Murphy noted that the number of people who attended concerts was down a little bit due to the expense nowadays going and seeing well-known bands. Competition among the casinos in Buffalo and the surrounding area also played a role in the decreased numbers. Among the entertainers who performed this year's concert series were Jennifer Nettles, three-time Grammy Award country singer, and The Beatles tribute band, Yesterday. The series of concerts ended Saturday with Patti Austin Live At Duke's Place featuring the Duke Ellington Orchestra.
"We had a great lineup, but the turnout wasn't what we expected," Murphy said.
Next year's entertainment is still in the works since most bands don't announce their schedule until the next season nears. However, many people who have come to visit the institution are booking their accommodations again, according to officials.
In April, the Smithsonian magazine named Chautauqua as the No. 1 best town to visit in a feature story. The feature, by New York Times columnist Susan Spano, said that Chautauqua Institutions mix of lectures, classes, recreational activities and fine performing and literary arts programs were in the basis for distinction.
Murphy said the distinction given to the institution is bigger than anything.
"The article ran and was distributed to a large number of people," Murphy said. "That allowed us to gain national exposure.
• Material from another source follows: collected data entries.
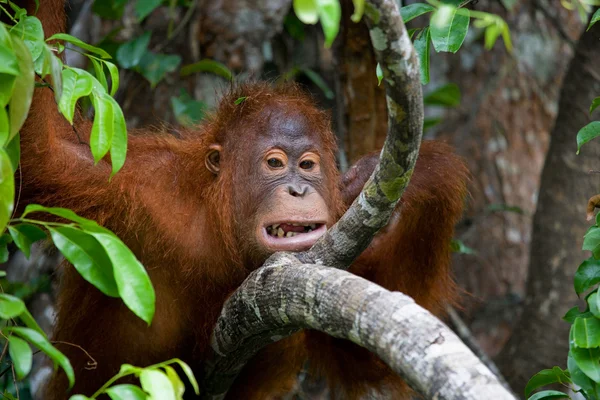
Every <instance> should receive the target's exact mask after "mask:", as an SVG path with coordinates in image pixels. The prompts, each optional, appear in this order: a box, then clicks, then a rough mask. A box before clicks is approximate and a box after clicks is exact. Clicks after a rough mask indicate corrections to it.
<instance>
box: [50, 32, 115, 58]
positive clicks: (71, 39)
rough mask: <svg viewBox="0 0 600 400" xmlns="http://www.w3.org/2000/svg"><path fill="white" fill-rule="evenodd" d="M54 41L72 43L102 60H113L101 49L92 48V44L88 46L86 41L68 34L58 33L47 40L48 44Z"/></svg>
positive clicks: (95, 46)
mask: <svg viewBox="0 0 600 400" xmlns="http://www.w3.org/2000/svg"><path fill="white" fill-rule="evenodd" d="M52 40H64V41H65V42H68V43H71V44H73V45H75V46H77V47H80V48H82V49H84V50H87V51H89V52H90V53H94V54H97V55H99V56H100V57H102V58H111V57H110V54H108V53H107V52H106V51H104V50H102V49H101V48H99V47H96V46H92V45H91V44H87V43H85V42H84V41H82V40H80V39H77V38H76V37H75V36H71V35H69V34H67V33H56V34H54V35H52V36H50V37H49V38H48V39H46V41H47V42H50V41H52Z"/></svg>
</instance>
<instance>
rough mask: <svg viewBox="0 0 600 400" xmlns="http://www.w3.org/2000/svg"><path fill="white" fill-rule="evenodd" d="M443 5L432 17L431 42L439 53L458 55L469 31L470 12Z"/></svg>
mask: <svg viewBox="0 0 600 400" xmlns="http://www.w3.org/2000/svg"><path fill="white" fill-rule="evenodd" d="M457 11H458V9H457V8H456V7H453V6H450V5H442V6H440V8H438V9H437V10H436V11H435V12H434V13H433V15H432V16H431V25H430V26H431V40H432V41H433V47H434V48H435V50H436V51H437V52H440V51H447V52H452V53H456V52H457V51H458V49H460V46H461V45H462V44H463V42H464V40H465V37H466V36H467V32H468V31H469V14H468V13H469V10H467V9H461V13H459V12H457Z"/></svg>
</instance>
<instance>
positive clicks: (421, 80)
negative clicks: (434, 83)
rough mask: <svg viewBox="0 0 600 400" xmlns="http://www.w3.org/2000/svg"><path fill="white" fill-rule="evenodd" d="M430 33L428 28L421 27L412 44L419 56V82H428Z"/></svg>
mask: <svg viewBox="0 0 600 400" xmlns="http://www.w3.org/2000/svg"><path fill="white" fill-rule="evenodd" d="M430 38H431V33H430V31H429V28H423V30H422V31H421V32H420V33H419V35H418V36H417V38H416V39H415V41H414V43H413V45H414V47H415V50H416V51H417V55H418V56H419V66H420V68H421V84H423V85H426V84H428V83H429V43H430Z"/></svg>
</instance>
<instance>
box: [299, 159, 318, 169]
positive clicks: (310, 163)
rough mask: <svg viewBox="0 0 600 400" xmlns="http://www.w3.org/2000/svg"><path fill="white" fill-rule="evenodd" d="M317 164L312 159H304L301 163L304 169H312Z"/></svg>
mask: <svg viewBox="0 0 600 400" xmlns="http://www.w3.org/2000/svg"><path fill="white" fill-rule="evenodd" d="M314 166H315V162H314V161H312V160H304V161H302V162H301V163H300V168H302V169H312V168H313V167H314Z"/></svg>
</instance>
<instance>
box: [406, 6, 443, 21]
mask: <svg viewBox="0 0 600 400" xmlns="http://www.w3.org/2000/svg"><path fill="white" fill-rule="evenodd" d="M432 11H435V7H434V6H432V5H429V4H427V3H415V4H410V5H408V6H404V7H402V8H401V9H400V15H402V21H404V23H407V22H408V21H411V20H413V19H415V18H417V17H418V16H421V15H423V14H427V13H430V12H432Z"/></svg>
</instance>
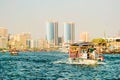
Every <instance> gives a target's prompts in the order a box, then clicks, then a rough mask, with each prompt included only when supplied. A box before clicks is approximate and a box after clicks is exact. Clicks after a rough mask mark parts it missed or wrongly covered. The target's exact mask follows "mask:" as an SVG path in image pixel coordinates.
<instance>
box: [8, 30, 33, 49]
mask: <svg viewBox="0 0 120 80" xmlns="http://www.w3.org/2000/svg"><path fill="white" fill-rule="evenodd" d="M27 40H31V34H30V33H27V32H26V33H20V34H15V35H10V36H9V45H10V46H11V48H14V47H15V48H18V49H23V48H29V46H28V42H27Z"/></svg>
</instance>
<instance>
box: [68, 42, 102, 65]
mask: <svg viewBox="0 0 120 80" xmlns="http://www.w3.org/2000/svg"><path fill="white" fill-rule="evenodd" d="M103 60H104V58H103V56H102V55H100V54H99V53H98V52H97V50H96V49H95V48H94V44H93V43H92V42H82V43H74V44H71V45H70V48H69V59H68V61H69V62H68V63H69V64H85V65H93V64H98V63H99V62H103Z"/></svg>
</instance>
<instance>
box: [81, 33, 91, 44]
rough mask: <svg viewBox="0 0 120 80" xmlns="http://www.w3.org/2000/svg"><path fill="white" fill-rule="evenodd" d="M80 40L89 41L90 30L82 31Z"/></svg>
mask: <svg viewBox="0 0 120 80" xmlns="http://www.w3.org/2000/svg"><path fill="white" fill-rule="evenodd" d="M80 41H82V42H88V41H89V33H88V32H82V33H80Z"/></svg>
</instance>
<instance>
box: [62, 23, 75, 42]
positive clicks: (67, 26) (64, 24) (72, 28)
mask: <svg viewBox="0 0 120 80" xmlns="http://www.w3.org/2000/svg"><path fill="white" fill-rule="evenodd" d="M63 38H64V43H73V42H74V40H75V24H74V23H73V22H69V23H64V35H63Z"/></svg>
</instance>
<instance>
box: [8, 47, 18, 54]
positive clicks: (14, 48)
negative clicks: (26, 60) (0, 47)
mask: <svg viewBox="0 0 120 80" xmlns="http://www.w3.org/2000/svg"><path fill="white" fill-rule="evenodd" d="M9 52H10V54H11V55H18V51H17V50H16V48H13V49H11V50H10V51H9Z"/></svg>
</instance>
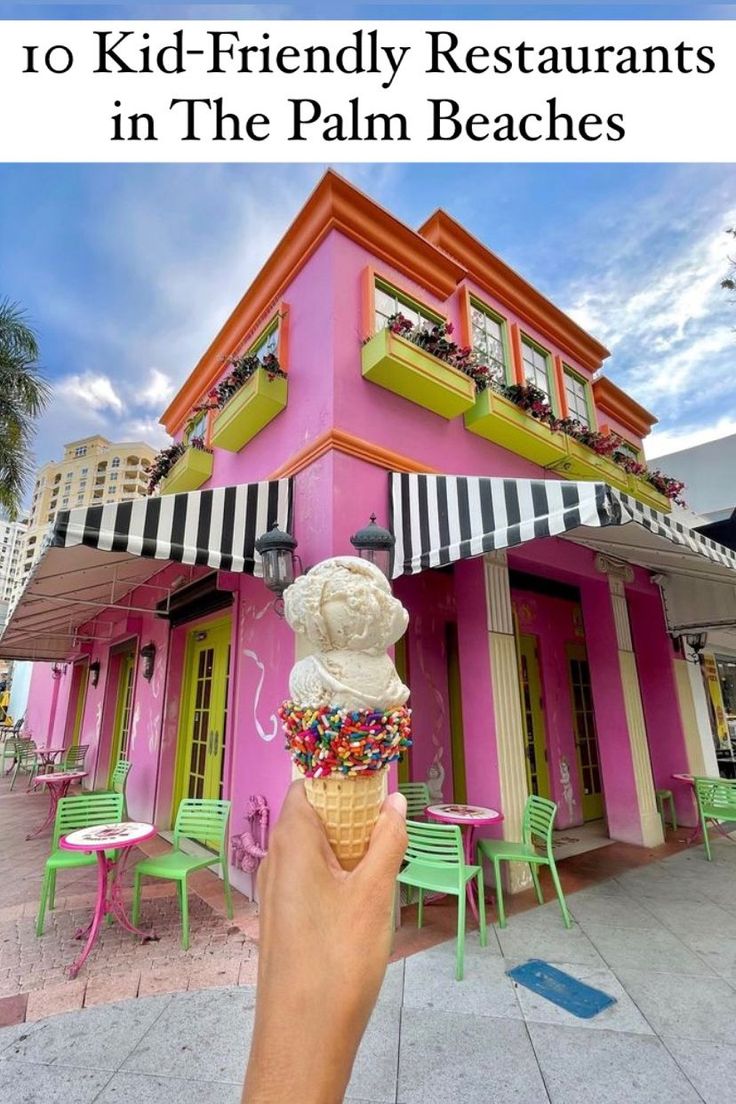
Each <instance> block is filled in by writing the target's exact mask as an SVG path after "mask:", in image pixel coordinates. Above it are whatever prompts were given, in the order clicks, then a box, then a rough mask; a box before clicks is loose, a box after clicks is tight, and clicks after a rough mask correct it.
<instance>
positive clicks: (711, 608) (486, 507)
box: [390, 473, 736, 633]
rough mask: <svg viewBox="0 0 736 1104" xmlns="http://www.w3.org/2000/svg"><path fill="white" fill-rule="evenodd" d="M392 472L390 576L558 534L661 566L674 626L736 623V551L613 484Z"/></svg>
mask: <svg viewBox="0 0 736 1104" xmlns="http://www.w3.org/2000/svg"><path fill="white" fill-rule="evenodd" d="M390 479H391V523H392V529H393V532H394V534H395V537H396V548H395V551H394V567H393V576H394V577H397V576H398V575H402V574H415V573H416V572H419V571H425V570H426V569H428V567H441V566H446V565H447V564H450V563H455V562H456V561H458V560H465V559H467V558H469V556H477V555H482V554H483V553H486V552H493V551H495V550H500V549H512V548H514V546H515V545H519V544H523V543H524V542H526V541H532V540H537V539H540V538H546V537H561V538H563V539H565V540H569V541H573V542H575V543H576V544H584V545H586V546H587V548H590V549H593V550H595V551H598V552H604V553H605V554H607V555H612V556H616V558H618V559H620V560H623V561H626V562H628V563H631V564H637V565H639V566H642V567H646V569H648V570H649V571H651V572H654V573H655V574H657V575H658V576H661V578H658V581H662V582H663V584H664V585H663V593H664V598H665V611H666V616H668V623H669V627H670V629H671V631H673V633H676V631H684V630H686V629H695V628H707V627H716V626H726V627H732V626H736V552H734V551H733V550H732V549H728V548H725V546H724V545H723V544H718V543H717V542H716V541H713V540H710V539H708V538H707V537H704V535H703V534H702V533H698V532H697V531H696V530H695V529H692V528H690V527H687V526H686V524H684V523H682V522H681V521H679V520H678V519H676V518H673V517H671V516H669V514H664V513H660V512H659V511H657V510H653V509H651V507H649V506H646V505H644V503H643V502H640V501H639V500H638V499H636V498H633V497H632V496H630V495H625V493H623V492H622V491H619V490H616V489H615V488H614V487H609V486H608V485H607V484H599V482H583V481H580V482H575V481H573V480H556V479H500V478H483V477H481V476H435V475H414V474H410V475H408V474H403V473H392V475H391V477H390Z"/></svg>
Next year is going to be another strong year."
The 2014 season is all wrapped up, but next year's lecture schedule is out for the public to see. Themes and a list of speakers who have already committed are available.
The first week will hear lectures surrounding the theme, 21st-Century Literacies. Lectures will be given from proponents of literacy in numerous fields which include art, history, science, technology, geography and finance.
The second week will see Wes Moore, author of The Other Wes Moore, speak on the theme, Boys Will Be Boys, Then Men. A large and growing body of scholarship suggests that all boys are facing enormous challenges with healthy development and socialization.
Alberto R. Gonzales, former U.S. Attorney General is slated to speak during the third week about the ongoing debate of legal and illegal immigration. The week's theme will be Immigration.
In week four, titled Irrationality, Duke professor Dan Ariely and his social-science contemporaries will explore the complex, often irrational world of human decision making.
Art & Politics will be the theme of week five when lecturers will demonstrate how art is used in politics and to influence political processes.
The theme of week six will be Vanishing, taking a look at what no longer exists in anthropology, ecology, technology and ideology.
Redefining Europe will take place in week seven as part of a Colonial Williamsburg/Chautauqua Institution "Emerging Citizenship" series. Ulrike Guerot, senior associate for Germany, Open Society Initiative for Europe; Jean-David Levitte, senior policy adviser, Rock Creek Advisors and former French ambassador to the United States; and Roger Cohen, New York Times columnist, will explore what it means to be a citizen of Europe today.
Robin Wright, joint fellow for the U.S. Institute for Peace & Woodrow Wilson Center, has been confirmed for week eight, titled The Middle East Now and Next.
Closing out the 2015 season will be Creating Health Communities, completing a three-year institution series on American health care.
The 2015 season will run June 27 through Aug. 30.